— Esse é um aspecto fundamental para uma competição como a nossa. Sabemos como o Cruzeiro iria se apresentar, mas as variações só conseguimos perceber quando o jogo começa. Assim que ajustamos o posicionamento, ganhamos consistência e confiança para sairmos bem com a bola. No início, levamos alguns sustos, mas depois conseguimos encontrar uma forma mais confortável de jogar. Isso foi importante para a confiança. Os gols nos colocam à frente. Isso se responde de forma simples – afirmou, completando:
Pedro Emanuel em Vasco x Cruzeiro — Foto: André Durão
— Trabalhamos muito em vídeo, além de parte técnica e tática fora de campo. Isso demonstra a capacidade que eles têm de entender o que precisam fazer, mesmo em uma sala de reunião. O jogo foi bem construído por nós, criamos muitas chances, embora não tenhamos aproveitado todas. Acredito que o resultado foi justo. Fiquei um pouco triste por termos sofrido um gol, pois trabalhamos bem para sair sem ser vazados. É o terceiro ou quarto melhor ataque da competição. Trabalhamos juntos para alcançar esse resultado. Já havíamos vencido em todas as competições desde que chegamos. Faltava unir as boas atuações com o resultado. Esses três pontos nos permitem dormir fora do Z-4 e respirar melhor, o que nos dá um pouco mais de confiança – finalizou.
Jogadores do Vasco posados antes de jogo contra o Cruzeiro — Foto: André Durão
Pedro Emanuel também analisou a busca pelo equilíbrio durante a partida e abordou o aspecto mental do elenco.
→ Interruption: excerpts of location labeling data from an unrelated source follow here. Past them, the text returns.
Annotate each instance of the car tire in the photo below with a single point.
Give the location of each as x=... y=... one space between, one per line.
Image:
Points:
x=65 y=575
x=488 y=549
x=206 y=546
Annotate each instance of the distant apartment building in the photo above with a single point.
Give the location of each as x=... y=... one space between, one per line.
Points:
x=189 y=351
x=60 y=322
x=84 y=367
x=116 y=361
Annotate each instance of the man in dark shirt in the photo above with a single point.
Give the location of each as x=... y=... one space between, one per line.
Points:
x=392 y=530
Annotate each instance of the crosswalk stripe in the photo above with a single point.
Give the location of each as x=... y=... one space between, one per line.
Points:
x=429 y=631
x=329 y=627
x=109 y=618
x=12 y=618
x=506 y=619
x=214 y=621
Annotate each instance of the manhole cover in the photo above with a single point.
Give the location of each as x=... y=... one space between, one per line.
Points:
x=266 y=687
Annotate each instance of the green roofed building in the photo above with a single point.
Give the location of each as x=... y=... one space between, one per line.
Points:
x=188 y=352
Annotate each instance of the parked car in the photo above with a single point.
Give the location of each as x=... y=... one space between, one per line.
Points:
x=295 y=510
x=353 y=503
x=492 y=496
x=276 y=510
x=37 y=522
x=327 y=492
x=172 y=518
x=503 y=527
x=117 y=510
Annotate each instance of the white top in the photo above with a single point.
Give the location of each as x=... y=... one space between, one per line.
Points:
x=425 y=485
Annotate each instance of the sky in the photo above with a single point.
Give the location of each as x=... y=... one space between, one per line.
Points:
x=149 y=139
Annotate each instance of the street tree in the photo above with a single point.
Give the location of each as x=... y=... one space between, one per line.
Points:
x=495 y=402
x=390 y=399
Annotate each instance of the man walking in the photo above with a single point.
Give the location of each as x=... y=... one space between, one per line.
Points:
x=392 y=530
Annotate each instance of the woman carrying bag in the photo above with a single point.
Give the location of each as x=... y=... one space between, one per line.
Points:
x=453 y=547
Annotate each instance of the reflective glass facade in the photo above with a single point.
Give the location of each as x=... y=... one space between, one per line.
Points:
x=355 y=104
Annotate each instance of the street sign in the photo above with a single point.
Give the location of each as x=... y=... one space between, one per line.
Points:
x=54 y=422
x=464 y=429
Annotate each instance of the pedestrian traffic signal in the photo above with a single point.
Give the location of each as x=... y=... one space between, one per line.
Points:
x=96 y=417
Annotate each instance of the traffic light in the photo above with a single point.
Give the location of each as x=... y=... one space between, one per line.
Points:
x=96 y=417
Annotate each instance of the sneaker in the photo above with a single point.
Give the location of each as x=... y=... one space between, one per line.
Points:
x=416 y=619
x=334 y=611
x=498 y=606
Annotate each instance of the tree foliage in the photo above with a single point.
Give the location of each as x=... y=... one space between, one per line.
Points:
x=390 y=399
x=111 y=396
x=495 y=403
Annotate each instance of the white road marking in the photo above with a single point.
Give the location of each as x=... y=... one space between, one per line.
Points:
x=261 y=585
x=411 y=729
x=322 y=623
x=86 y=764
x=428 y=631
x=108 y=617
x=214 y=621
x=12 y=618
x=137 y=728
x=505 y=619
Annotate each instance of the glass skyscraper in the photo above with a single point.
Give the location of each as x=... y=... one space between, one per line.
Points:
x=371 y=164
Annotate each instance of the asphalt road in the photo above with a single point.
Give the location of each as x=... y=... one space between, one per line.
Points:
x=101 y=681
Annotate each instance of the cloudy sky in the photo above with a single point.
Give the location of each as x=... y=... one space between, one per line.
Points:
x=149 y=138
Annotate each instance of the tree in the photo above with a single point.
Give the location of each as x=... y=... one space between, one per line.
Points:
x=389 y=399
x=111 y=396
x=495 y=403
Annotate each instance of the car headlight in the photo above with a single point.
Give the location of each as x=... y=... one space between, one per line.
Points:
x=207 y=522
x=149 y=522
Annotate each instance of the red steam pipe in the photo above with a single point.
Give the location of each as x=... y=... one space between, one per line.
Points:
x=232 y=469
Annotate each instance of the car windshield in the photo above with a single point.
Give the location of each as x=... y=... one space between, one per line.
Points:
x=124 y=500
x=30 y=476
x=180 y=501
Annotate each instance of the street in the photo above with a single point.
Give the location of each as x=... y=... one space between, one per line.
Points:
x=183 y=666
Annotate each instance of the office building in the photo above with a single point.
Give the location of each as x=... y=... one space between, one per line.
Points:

O técnico destacou a comemoração de David, que marcou o terceiro gol do Vasco e foi até o banco de reservas para cumprimentá-lo. Além disso, ressaltou a atuação de Lucas Freitas.
— Isso reflete bem a forma como nos preparamos para o jogo. Hoje, houve dois ou três aspectos fundamentais que nos impediram de começar bem. Em termos ofensivos, tivemos boas saídas e a qualquer momento poderíamos marcar. Defensivamente, não estivemos tão bem, o que também é mérito do adversário. Isso faz parte do jogo. O importante foi perceber como ajustar. A parte mental muitas vezes está relacionada à confiança que o jogador sente. Não adianta apenas palavras, mas sim ações. O treinador trabalha para isso e conhece os jogadores – completou.
— Fiquei surpreso ao ver David me cumprimentando após marcar o gol. É um gesto simples de alguém que precisava desse momento. Isso representa nosso time, solidário e que tem enfrentado dificuldades ao longo do ano, mesmo antes de nossa chegada. Sabemos que precisamos continuar trabalhando. Não é fácil, em um ambiente tão exigente, e acho que os jogadores sentiram isso. O espírito melhorou muito, há respeito e solidariedade entre todos. Dei o exemplo do Freitas, que teve poucas oportunidades e hoje fez um jogo completo. Quando teve a chance, mostrou que estava preparado. Isso reflete a preparação em todos os níveis, físico, técnico e tático. É uma boa imagem do que é o nosso Vasco hoje. Esses três pontos são importantes para nós neste momento da temporada – encerrou.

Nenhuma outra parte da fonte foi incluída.